Further, plaintiff cannot bring a class action. Halet v. Wend Inv. Co., 672 F.2d 1305, 1308 (9th Cir. 1982) (party must assert [his] own rights not those of third parties) (citing Duke Power Co. v. Carolina Environmental Study Group, 438 U.S. 59, 80 (1978)); Warth v. Seldin, 422 U.S. 490, 499 (1974). In the first place plaintiff has made no motion pursuant to Fed. R. Civ. P. 23, seeking to have the court certify the instant matter as a class action. Moreover, plaintiff is a non-lawyer proceeding without counsel. It is well established that a layperson cannot ordinarily represent the interests of a class. See Fed. R. Civ. P. 23(a)(4) (requiring that class representative be able "to fairly and adequately protect the interests of the class"); see also, McShane v. United States, 366 F.2d 286, 288 (9th Cir. 1966) (lay person lacks authority to appear as an attorney for others). This rule becomes almost absolute when, as here, the putative class representative is incarcerated and proceeding pro se. "[C]courts have routinely adhered to the general rule prohibiting pro se plaintiffs from pursuing claims on behalf of others. Plaintiff's privilege to appear in propria persona is a "privilege . . . personal to him. He has no authority to appear as an attorney for others than himself." McShane v. United States, 366 F.2d 286, 288 (9th Cir. 1966).

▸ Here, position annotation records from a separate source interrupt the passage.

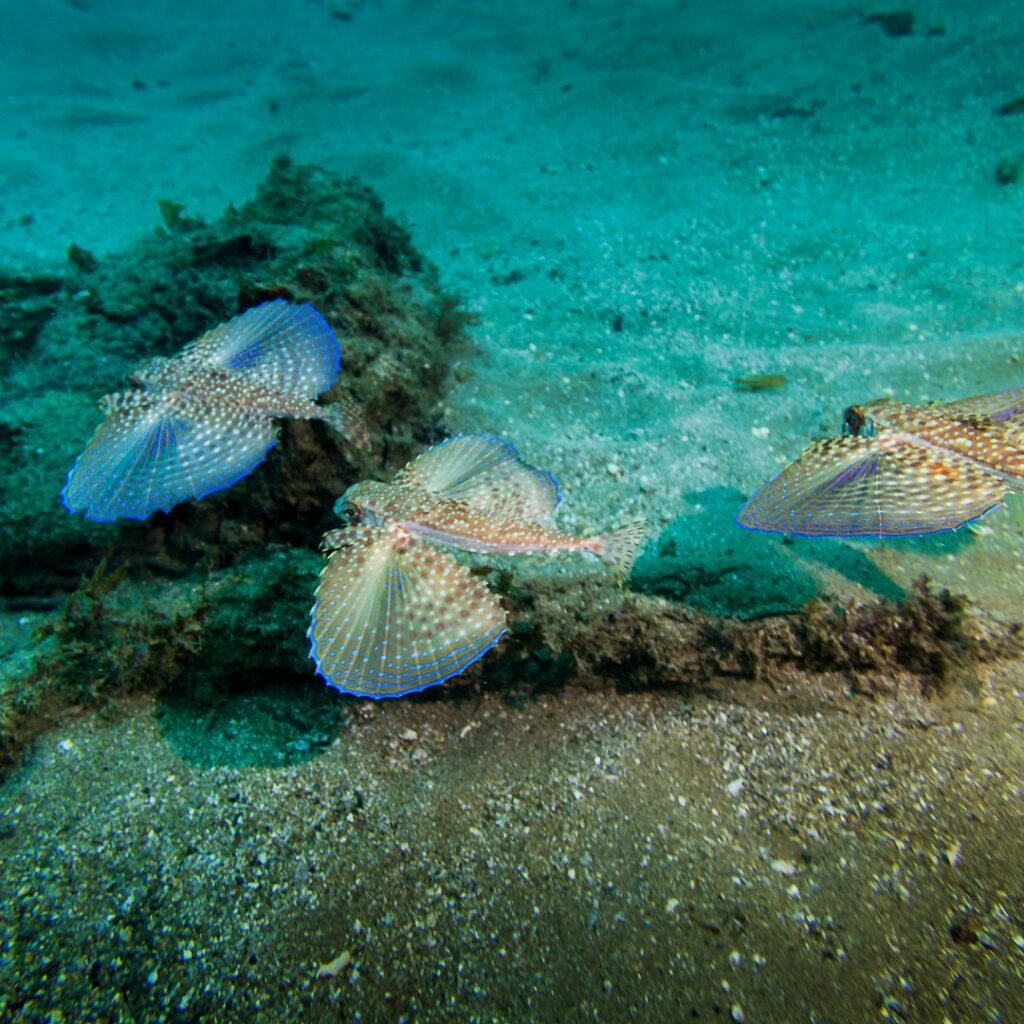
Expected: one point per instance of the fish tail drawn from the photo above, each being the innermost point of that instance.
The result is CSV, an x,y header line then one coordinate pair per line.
x,y
619,547
348,418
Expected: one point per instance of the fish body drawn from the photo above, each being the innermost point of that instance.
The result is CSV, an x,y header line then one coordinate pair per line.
x,y
900,469
456,523
394,612
198,422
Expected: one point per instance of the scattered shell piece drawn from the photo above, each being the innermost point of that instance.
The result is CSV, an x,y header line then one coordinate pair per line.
x,y
335,967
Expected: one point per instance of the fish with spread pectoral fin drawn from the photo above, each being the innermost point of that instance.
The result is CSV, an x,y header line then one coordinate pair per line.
x,y
200,421
395,613
899,470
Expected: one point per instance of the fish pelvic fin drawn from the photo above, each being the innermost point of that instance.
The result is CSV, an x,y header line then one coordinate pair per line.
x,y
619,547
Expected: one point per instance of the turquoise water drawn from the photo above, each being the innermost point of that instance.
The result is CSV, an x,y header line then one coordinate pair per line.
x,y
657,246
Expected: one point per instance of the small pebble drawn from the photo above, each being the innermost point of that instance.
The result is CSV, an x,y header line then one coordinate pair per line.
x,y
335,967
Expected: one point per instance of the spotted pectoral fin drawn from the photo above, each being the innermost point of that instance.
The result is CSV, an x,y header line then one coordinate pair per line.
x,y
288,348
998,407
394,615
485,473
154,451
872,486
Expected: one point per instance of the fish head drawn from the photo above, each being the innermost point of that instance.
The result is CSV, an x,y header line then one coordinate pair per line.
x,y
856,423
365,503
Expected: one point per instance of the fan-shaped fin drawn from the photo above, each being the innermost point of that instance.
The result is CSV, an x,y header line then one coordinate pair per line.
x,y
286,347
394,615
870,486
157,450
485,473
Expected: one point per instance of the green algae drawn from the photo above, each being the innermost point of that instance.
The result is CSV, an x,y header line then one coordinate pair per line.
x,y
71,337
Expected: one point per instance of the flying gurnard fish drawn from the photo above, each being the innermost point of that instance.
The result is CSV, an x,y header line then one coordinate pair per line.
x,y
900,470
394,613
204,419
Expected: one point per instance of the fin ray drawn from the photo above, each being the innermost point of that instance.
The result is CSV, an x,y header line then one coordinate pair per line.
x,y
485,473
154,451
287,347
869,486
393,615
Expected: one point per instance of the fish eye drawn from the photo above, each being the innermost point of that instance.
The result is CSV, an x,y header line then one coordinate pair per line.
x,y
349,512
855,424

"Under Ninth Circuit case law, district courts are only required to grant leave to amend if a complaint can possibly be saved. Courts are not required to grant leave to amend if a complaint lacks merit entirely." Lopez v. Smith, 203 F.3d 1122, 1129 (9th Cir. 2000). See also, Doe v. United States, 58 F.3d 494, 497 (9th Cir.1995) ("a district court should grant leave to amend even if no request to amend the pleading was made, unless it determines that the pleading could not be cured by the allegation of other facts."). The denial of leave to amend is within the district court's discretion. Ashelman v. Pope, 793 F.2d 1072, 1078 (9th Cir.1986) (en banc). In this case, the court can discern no manner in which plaintiff could cure the defects of his allegations. This appears to be one of those relatively rare cases in which leave to amend would be patently futile.
For the reasons set forth above, this court finds that plaintiff's complaint is wholly frivolous, with defects for which no amount of amendment could provide a cure. Accordingly, IT IS HEREBY ORDERED that this action is summarily dismissed with prejudice and this case is closed.